Actually, they’re already here in large numbers.
Some translators continue to assert that AI can be useful to a translator as a tool to survive. And translation organizations—sadly even the ones ostensibly controlled by practictioners rather than agencies—are doing little to dissuade freelancers from this delusion.
These AI toolist translators and their organizations either don’t understand—I doubt that such stupidity is the reason—or find it too painful to admit that the long-standing structure of the translation business for freelancers effectively precludes almost all freelancers from effective survival strategies to enable them to continue translating, AI use or not, because the only clients most can acquire are already using AI to replace them. Other clients are essentially not available to most freelancers.

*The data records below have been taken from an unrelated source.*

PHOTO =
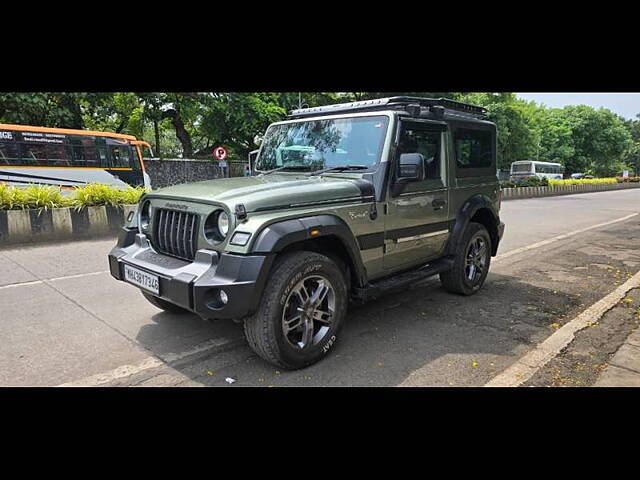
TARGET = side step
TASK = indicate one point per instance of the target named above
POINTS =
(401, 281)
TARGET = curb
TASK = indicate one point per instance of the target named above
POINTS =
(535, 192)
(58, 224)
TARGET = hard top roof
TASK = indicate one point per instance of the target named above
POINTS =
(416, 106)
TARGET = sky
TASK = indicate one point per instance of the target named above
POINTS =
(626, 105)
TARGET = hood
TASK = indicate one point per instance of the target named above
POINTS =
(269, 191)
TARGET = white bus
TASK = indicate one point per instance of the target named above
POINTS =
(70, 158)
(529, 168)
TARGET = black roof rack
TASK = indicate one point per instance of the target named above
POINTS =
(392, 103)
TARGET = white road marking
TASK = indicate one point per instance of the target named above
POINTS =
(36, 282)
(151, 362)
(524, 368)
(542, 243)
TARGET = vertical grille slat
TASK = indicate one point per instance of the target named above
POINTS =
(175, 233)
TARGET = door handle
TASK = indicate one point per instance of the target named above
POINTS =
(438, 203)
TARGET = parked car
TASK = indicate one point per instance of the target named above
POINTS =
(346, 202)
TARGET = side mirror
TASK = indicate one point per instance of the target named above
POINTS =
(410, 169)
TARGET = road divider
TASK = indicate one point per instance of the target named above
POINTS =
(60, 224)
(551, 191)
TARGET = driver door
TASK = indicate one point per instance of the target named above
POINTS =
(416, 226)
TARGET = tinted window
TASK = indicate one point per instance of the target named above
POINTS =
(474, 148)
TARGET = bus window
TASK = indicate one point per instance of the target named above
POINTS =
(9, 153)
(521, 168)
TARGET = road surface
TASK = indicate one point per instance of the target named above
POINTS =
(65, 320)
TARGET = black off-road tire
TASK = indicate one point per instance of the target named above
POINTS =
(455, 280)
(264, 331)
(163, 304)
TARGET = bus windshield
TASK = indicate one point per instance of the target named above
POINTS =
(320, 144)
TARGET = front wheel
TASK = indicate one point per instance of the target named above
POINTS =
(471, 264)
(300, 313)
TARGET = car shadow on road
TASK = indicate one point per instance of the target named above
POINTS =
(423, 336)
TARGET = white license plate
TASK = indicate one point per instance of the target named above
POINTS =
(142, 279)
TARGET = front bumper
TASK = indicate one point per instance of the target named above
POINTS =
(195, 285)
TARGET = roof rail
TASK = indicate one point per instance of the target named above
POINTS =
(391, 102)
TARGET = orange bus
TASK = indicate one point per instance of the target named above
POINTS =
(70, 158)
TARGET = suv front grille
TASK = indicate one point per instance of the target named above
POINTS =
(175, 233)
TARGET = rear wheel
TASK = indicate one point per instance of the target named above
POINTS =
(471, 264)
(300, 313)
(163, 304)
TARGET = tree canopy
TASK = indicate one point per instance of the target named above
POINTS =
(191, 125)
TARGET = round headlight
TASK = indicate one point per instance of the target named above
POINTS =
(223, 224)
(145, 216)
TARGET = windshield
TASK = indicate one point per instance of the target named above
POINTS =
(323, 144)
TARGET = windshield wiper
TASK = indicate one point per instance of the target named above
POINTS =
(341, 168)
(282, 168)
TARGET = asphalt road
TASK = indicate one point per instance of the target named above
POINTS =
(63, 319)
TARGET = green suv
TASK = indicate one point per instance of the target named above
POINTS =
(346, 202)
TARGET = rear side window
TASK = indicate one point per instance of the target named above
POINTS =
(474, 148)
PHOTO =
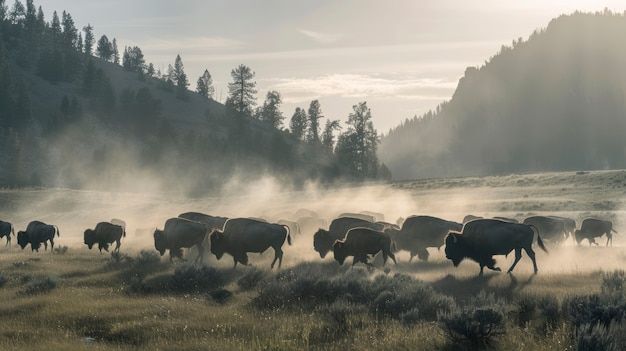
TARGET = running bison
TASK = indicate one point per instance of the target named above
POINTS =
(106, 233)
(6, 229)
(592, 228)
(323, 240)
(179, 233)
(243, 235)
(214, 222)
(483, 238)
(420, 232)
(550, 228)
(37, 233)
(361, 242)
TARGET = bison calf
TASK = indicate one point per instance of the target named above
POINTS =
(105, 233)
(361, 242)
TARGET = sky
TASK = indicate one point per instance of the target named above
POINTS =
(402, 57)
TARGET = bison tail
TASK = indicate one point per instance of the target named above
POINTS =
(541, 245)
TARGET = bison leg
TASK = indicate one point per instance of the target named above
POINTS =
(518, 256)
(278, 255)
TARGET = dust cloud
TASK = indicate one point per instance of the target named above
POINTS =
(144, 198)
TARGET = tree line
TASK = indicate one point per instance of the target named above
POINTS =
(60, 53)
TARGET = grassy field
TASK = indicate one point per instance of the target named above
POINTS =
(75, 298)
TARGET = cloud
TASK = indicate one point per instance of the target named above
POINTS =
(322, 38)
(359, 86)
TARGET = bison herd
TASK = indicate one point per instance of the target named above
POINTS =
(359, 236)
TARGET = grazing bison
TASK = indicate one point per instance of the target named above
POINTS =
(420, 232)
(549, 228)
(6, 229)
(243, 235)
(179, 233)
(361, 242)
(323, 240)
(480, 239)
(105, 233)
(37, 233)
(592, 228)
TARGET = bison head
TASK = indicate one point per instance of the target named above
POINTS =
(322, 242)
(89, 238)
(218, 243)
(578, 236)
(339, 251)
(454, 248)
(160, 242)
(23, 239)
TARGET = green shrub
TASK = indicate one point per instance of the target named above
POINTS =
(476, 324)
(190, 278)
(593, 338)
(251, 279)
(38, 285)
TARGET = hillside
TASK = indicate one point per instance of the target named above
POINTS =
(553, 102)
(69, 119)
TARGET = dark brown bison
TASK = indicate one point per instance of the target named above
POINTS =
(549, 228)
(480, 239)
(37, 233)
(323, 240)
(420, 232)
(570, 225)
(592, 228)
(243, 235)
(106, 233)
(214, 222)
(361, 242)
(179, 233)
(6, 229)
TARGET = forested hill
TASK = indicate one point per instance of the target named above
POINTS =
(75, 113)
(556, 101)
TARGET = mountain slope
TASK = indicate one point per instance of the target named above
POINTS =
(553, 102)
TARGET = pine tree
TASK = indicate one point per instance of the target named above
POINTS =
(204, 85)
(89, 39)
(270, 112)
(242, 90)
(298, 123)
(328, 138)
(315, 114)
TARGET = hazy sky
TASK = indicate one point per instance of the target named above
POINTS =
(403, 57)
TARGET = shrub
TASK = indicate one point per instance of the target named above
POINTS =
(251, 279)
(38, 285)
(476, 324)
(593, 338)
(193, 278)
(613, 284)
(593, 309)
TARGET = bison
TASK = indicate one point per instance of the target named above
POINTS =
(243, 235)
(214, 222)
(6, 229)
(361, 242)
(550, 228)
(105, 233)
(592, 228)
(323, 240)
(179, 233)
(420, 232)
(480, 239)
(37, 233)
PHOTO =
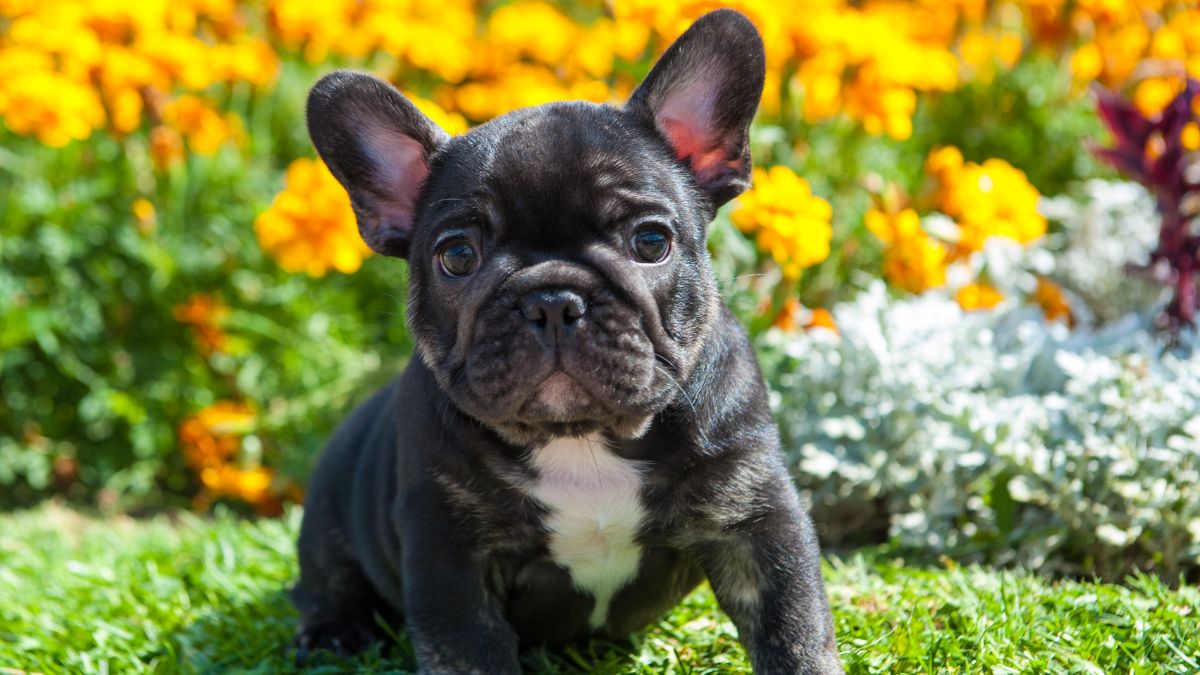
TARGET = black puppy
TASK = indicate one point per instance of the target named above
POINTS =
(585, 435)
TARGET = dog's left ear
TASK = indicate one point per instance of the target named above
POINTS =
(702, 96)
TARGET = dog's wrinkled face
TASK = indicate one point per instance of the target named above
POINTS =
(559, 280)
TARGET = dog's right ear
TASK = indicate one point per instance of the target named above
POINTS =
(378, 147)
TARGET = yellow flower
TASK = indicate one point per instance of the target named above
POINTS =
(912, 260)
(1191, 136)
(51, 106)
(213, 436)
(310, 226)
(451, 123)
(201, 124)
(533, 29)
(988, 199)
(1050, 297)
(978, 297)
(789, 222)
(1155, 93)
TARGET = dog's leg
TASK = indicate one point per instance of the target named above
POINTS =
(336, 602)
(766, 573)
(456, 625)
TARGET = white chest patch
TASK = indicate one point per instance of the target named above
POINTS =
(594, 502)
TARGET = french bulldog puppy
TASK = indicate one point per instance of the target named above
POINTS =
(585, 434)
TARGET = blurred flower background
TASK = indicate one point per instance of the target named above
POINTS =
(937, 268)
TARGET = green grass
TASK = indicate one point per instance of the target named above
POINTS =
(207, 595)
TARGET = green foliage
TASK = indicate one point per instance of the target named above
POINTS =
(187, 595)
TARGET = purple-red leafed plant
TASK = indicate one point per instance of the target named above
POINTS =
(1151, 150)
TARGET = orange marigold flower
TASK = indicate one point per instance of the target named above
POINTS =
(1050, 297)
(789, 222)
(310, 226)
(201, 124)
(988, 199)
(912, 261)
(213, 436)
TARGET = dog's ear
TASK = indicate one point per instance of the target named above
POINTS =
(702, 96)
(378, 147)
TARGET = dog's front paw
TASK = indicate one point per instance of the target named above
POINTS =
(342, 639)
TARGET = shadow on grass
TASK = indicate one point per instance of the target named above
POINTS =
(256, 637)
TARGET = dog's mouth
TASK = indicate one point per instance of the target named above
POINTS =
(561, 398)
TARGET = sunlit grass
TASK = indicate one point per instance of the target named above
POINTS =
(207, 595)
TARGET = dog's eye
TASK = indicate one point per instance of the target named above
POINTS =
(651, 244)
(459, 258)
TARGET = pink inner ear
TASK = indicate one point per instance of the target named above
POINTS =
(402, 171)
(685, 118)
(706, 155)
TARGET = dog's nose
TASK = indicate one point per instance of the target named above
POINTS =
(553, 314)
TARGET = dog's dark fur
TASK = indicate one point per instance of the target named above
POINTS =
(423, 507)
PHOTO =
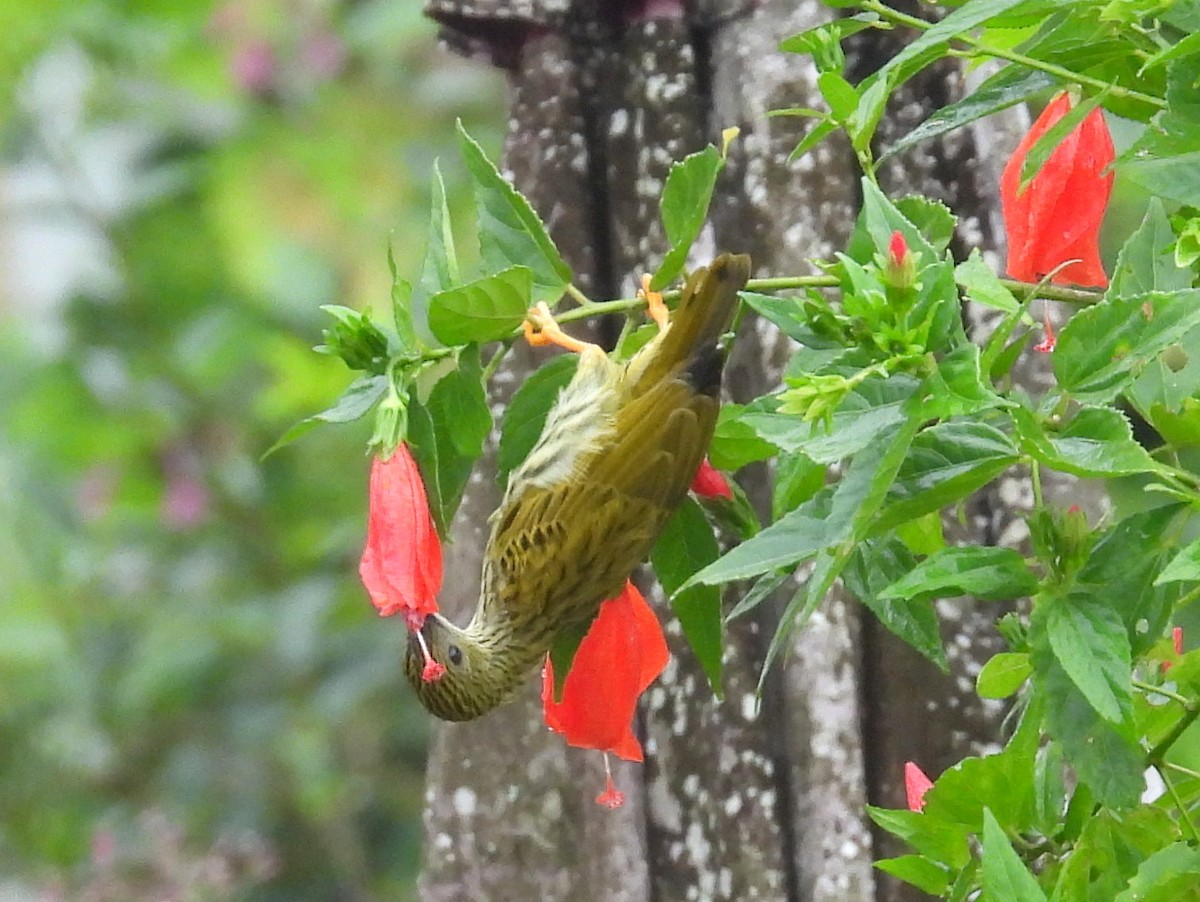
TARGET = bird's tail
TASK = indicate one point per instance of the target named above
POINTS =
(705, 312)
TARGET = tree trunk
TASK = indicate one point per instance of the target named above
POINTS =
(736, 800)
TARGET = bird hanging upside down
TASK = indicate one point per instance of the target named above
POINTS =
(618, 451)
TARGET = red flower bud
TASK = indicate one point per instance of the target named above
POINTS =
(709, 482)
(916, 785)
(401, 565)
(1057, 217)
(621, 656)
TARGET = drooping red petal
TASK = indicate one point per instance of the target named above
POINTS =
(916, 785)
(401, 564)
(621, 656)
(1057, 217)
(711, 482)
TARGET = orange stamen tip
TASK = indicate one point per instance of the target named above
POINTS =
(611, 797)
(432, 671)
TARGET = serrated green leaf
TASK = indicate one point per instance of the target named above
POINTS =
(988, 573)
(353, 404)
(510, 233)
(1146, 262)
(687, 545)
(1092, 648)
(983, 286)
(1005, 876)
(1103, 347)
(483, 311)
(817, 133)
(839, 94)
(919, 871)
(1170, 875)
(447, 433)
(1185, 566)
(687, 194)
(526, 414)
(784, 543)
(1105, 758)
(1096, 442)
(877, 564)
(1007, 88)
(871, 408)
(946, 464)
(1003, 674)
(1054, 136)
(735, 443)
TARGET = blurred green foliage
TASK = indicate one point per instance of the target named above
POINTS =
(195, 692)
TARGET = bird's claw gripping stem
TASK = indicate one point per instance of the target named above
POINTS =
(541, 330)
(655, 307)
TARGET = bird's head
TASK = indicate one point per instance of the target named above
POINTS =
(479, 675)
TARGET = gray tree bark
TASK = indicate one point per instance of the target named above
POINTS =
(736, 800)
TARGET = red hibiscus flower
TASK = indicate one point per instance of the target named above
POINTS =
(401, 565)
(916, 785)
(621, 656)
(711, 482)
(1057, 217)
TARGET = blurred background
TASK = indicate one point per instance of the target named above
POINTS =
(197, 702)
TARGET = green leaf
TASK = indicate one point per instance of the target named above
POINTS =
(562, 653)
(985, 572)
(877, 564)
(526, 414)
(485, 310)
(1170, 875)
(687, 545)
(839, 94)
(983, 286)
(510, 233)
(1185, 566)
(1121, 569)
(1003, 674)
(870, 409)
(1005, 876)
(1103, 347)
(933, 837)
(1007, 88)
(735, 443)
(946, 464)
(447, 434)
(958, 386)
(1107, 759)
(797, 479)
(354, 403)
(1097, 443)
(1146, 262)
(439, 271)
(784, 543)
(687, 194)
(919, 871)
(1054, 136)
(1092, 648)
(816, 134)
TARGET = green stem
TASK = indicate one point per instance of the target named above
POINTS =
(577, 295)
(1149, 687)
(1181, 769)
(493, 364)
(1080, 296)
(1179, 803)
(999, 53)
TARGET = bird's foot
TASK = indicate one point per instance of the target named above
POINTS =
(655, 307)
(541, 330)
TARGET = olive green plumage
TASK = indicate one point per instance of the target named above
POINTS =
(616, 457)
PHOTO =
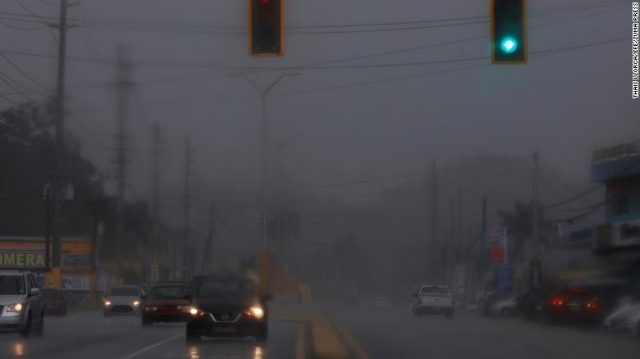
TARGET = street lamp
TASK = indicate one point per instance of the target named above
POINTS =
(280, 226)
(264, 92)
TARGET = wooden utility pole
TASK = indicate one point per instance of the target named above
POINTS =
(212, 231)
(155, 210)
(434, 220)
(186, 242)
(57, 180)
(535, 263)
(123, 85)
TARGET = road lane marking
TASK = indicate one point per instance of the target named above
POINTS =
(147, 348)
(351, 342)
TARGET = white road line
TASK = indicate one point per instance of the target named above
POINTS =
(147, 348)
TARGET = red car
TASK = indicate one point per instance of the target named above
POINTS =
(165, 302)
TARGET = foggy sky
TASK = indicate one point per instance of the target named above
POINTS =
(562, 105)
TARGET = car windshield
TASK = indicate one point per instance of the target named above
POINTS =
(52, 294)
(434, 290)
(166, 292)
(12, 284)
(123, 292)
(225, 289)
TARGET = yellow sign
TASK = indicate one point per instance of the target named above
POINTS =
(21, 260)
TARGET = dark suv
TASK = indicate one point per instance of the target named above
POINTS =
(226, 306)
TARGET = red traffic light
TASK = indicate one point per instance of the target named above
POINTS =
(265, 27)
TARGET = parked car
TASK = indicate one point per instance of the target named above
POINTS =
(122, 300)
(381, 302)
(55, 301)
(166, 302)
(589, 304)
(534, 304)
(21, 304)
(490, 299)
(434, 299)
(504, 307)
(227, 306)
(624, 319)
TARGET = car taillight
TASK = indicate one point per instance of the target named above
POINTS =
(592, 305)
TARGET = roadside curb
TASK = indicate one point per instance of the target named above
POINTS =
(320, 337)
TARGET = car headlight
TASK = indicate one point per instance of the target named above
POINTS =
(256, 311)
(195, 311)
(15, 308)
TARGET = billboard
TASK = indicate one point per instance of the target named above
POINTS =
(29, 253)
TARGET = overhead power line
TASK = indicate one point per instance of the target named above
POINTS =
(26, 75)
(137, 25)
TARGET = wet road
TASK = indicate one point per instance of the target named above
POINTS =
(89, 335)
(395, 333)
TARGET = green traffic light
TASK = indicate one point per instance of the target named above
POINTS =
(508, 45)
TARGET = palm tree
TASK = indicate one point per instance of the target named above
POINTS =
(519, 228)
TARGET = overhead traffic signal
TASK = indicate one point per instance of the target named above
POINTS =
(265, 27)
(508, 32)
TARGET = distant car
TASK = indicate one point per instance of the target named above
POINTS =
(489, 301)
(505, 307)
(585, 304)
(122, 300)
(367, 301)
(535, 304)
(434, 299)
(227, 306)
(381, 302)
(166, 302)
(21, 304)
(624, 319)
(55, 301)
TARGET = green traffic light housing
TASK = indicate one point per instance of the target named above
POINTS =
(508, 32)
(508, 45)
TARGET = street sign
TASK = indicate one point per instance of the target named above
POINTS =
(503, 278)
(154, 273)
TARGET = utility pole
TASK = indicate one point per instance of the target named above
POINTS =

Specifically, although it shouldn’t even need to be mentioned at this point—go ahead and wonder why I mention it—the freelance translation world is a two-tiered brokered business, in which freelance translators don’t have (and many freelancers have enjoyed not having to have) access to and interaction with the entities that will not be using AI for at least a short while yet to replace them. Most of those entities are not in the translation business, although even they will become rarer as things progress.
Technologies introduced decades ago—I’m, of course, not talking about AI—welcomed and nurtured a population of freelance translators uniquely unsuited to survive. Remote work is one reason. That has enabled working isolated and protected from interaction with anyone who can judge qualifications and skills. Clients are allowed to believe that the translation process is a black box, although they are very often also led to believe that there are thousands of expert translators in the box, which they are not allowed to peek into.
Yet another aspect of the crisis is that the population of translators that was nurtured by technology that enabled remote work is one that is heavily populated by people who don’t like interacting with other human beings to start with. That is a death sentence in a situation where you need to develop clients other than those in the translation business, particularly those in Japan, although direct interaction with translation consumers, regardless of their location, is the best way to convince them that you’re just not another broker but an actual professional practitioner.
Faced with this environment, in-house work is arguably one survival path. That said, it most often requires being close to where the work is. Many people are not close to where the work is, and in fact may probably enjoy being distant from where the work is. Additionally, there will be not nearly enough in-house positions—and there are almost no in-house translator positions in translation companies—to satisfy people who wish to translate for a living.
The other path for people who can do it is to go back to school or somehow otherwise obtain a knowledge base and skill set that is not related to translation or language and would be the basis of a career even without translation. Translation and language alone are not going to provide a career path. That has ended, unless you wish to remain in academia and train yet more people who won’t have careers as translators waiting for them upon graduation.
In 2019, I made a substantial presentation at IJET-30 in Cairns on the theme of how to break out of the second tier, which works for translation-brokering agencies. At the time, however, I didn’t realize how prescient it was to turn out to be, now that freelancing on the second tier is no longer viable for people who want to continue translating.